Awesome.  We're broke as hell as a nation, and we're propping up not one (Pakistan) but two (the UN) completely corrupt regimes.

http://www.foxnews.com/world/2013/0...urns-out-to-be-epic-shambles/?test=latestnews



> For more than three years, a sophisticated computerized management system intended to be a cornerstone of United Nations reform has been one of Secretary General Ban Ki-moon’s most embarrassing train wrecks
> 
> 
> The total anticipated cost of Umoja had risen from $285.6 million in 2008 to $315.8 million in 2009, to some $348.2 million by 2015—with three years still to go after that.
> ...


----------



## RackMaster (Feb 11, 2013)

Time to go back to the old fashioned telegraph and dispatch rider.


----------



## Mac_NZ (Feb 11, 2013)

C, can you change the thread title to "is anyone really surprised".

I have a cool story that involves a Pakistani, the UN and a goat.  Have I ever told you?


----------



## Chopstick (Feb 11, 2013)

Fuck Pakistan.


----------



## AWP (Feb 11, 2013)

It doesn't work because it is running SAP and SAP is one of the biggest scams in IT today.


----------



## Scotth (Feb 15, 2013)

Isn't the FBI still trying, after more the a decade, to make there system upgrade actually work?

The complexity of just incorporating all the languages into the UN's system would be a logistical nightmare much less the divergent missions and technology involved.


----------



## AWP (Feb 15, 2013)

Scotth said:


> Isn't the FBI still trying, after more the a decade, to make there system upgrade actually work?


 
I don't know about that but I wouldn't be surprised.

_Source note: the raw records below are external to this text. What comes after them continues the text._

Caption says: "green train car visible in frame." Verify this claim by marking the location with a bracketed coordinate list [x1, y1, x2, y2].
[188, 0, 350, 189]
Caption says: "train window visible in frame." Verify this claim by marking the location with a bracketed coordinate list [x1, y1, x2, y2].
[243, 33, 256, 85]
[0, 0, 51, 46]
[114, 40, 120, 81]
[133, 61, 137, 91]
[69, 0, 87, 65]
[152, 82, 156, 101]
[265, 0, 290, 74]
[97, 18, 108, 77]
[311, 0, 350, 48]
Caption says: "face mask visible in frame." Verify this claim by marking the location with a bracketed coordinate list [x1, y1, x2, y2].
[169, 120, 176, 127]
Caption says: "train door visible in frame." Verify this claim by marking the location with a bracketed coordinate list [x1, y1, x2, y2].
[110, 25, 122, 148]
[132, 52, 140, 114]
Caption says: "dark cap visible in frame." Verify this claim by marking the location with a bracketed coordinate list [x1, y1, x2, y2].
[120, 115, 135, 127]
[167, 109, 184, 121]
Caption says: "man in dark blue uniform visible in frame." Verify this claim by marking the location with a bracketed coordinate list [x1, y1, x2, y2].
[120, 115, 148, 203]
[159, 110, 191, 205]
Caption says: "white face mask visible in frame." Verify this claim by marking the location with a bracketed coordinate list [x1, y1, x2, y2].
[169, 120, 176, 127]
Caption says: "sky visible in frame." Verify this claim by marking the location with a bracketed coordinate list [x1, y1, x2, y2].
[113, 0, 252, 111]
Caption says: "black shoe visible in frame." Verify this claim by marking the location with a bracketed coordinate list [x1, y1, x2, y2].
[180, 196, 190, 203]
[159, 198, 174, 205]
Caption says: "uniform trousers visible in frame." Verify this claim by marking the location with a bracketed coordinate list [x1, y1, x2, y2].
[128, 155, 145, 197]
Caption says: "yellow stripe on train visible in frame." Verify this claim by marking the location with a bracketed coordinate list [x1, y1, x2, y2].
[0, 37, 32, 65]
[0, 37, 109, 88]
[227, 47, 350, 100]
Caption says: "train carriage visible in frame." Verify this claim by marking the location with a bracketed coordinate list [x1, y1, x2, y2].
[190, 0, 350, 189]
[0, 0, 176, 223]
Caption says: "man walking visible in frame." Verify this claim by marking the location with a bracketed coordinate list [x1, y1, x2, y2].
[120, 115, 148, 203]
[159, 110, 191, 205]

It is the most complicated, bloated piece of middleware I've ever seen. In fairness, ERP software isn't going to be pretty, but SAP is needlessly complex. Their advertising juggernaut is rather impressive, but you'd think something coming from Germany would work.

In the case of my company, we have a website running Java sitting on top of SAP and it is painful. If I programmed SAP for a living I'd tell people I worked for Al Qaeda.

SAP is junk, but the company has convinced Fortune 500 companies, a lot of them, to run their crap. SAP is the Scientology of the software world.


----------



## Scotth (Feb 15, 2013)

Freefalling said:


> I don't know about that but I wouldn't be surprised. It is the most complicated, bloated piece of middleware I've ever seen. In fairness, ERP software isn't going to be pretty, but SAP is needlessly complex. Their advertising juggernaut is rather impressive, but you'd think something coming from Germany would work.
> 
> In the case of my company, we have a website running Java sitting on top of SAP and it is painful. If I programmed SAP for a living I'd tell people I worked for Al Qaeda.
> 
> SAP is junk, but the company has convinced Fortune 500 companies, a lot of them, to run their crap. SAP is the Scientology of the software world.


 
I just checked on the FBI project and it did become operational in the middle of 2012.

I whole heartily agree with you about SAP.  You pay a fortune to have them develop it.  Never fear because the reaming they just gave you in development doesn't end there because now you get to pay huge yearly "maintenance" fee because you don't fully own or control the software they created.


----------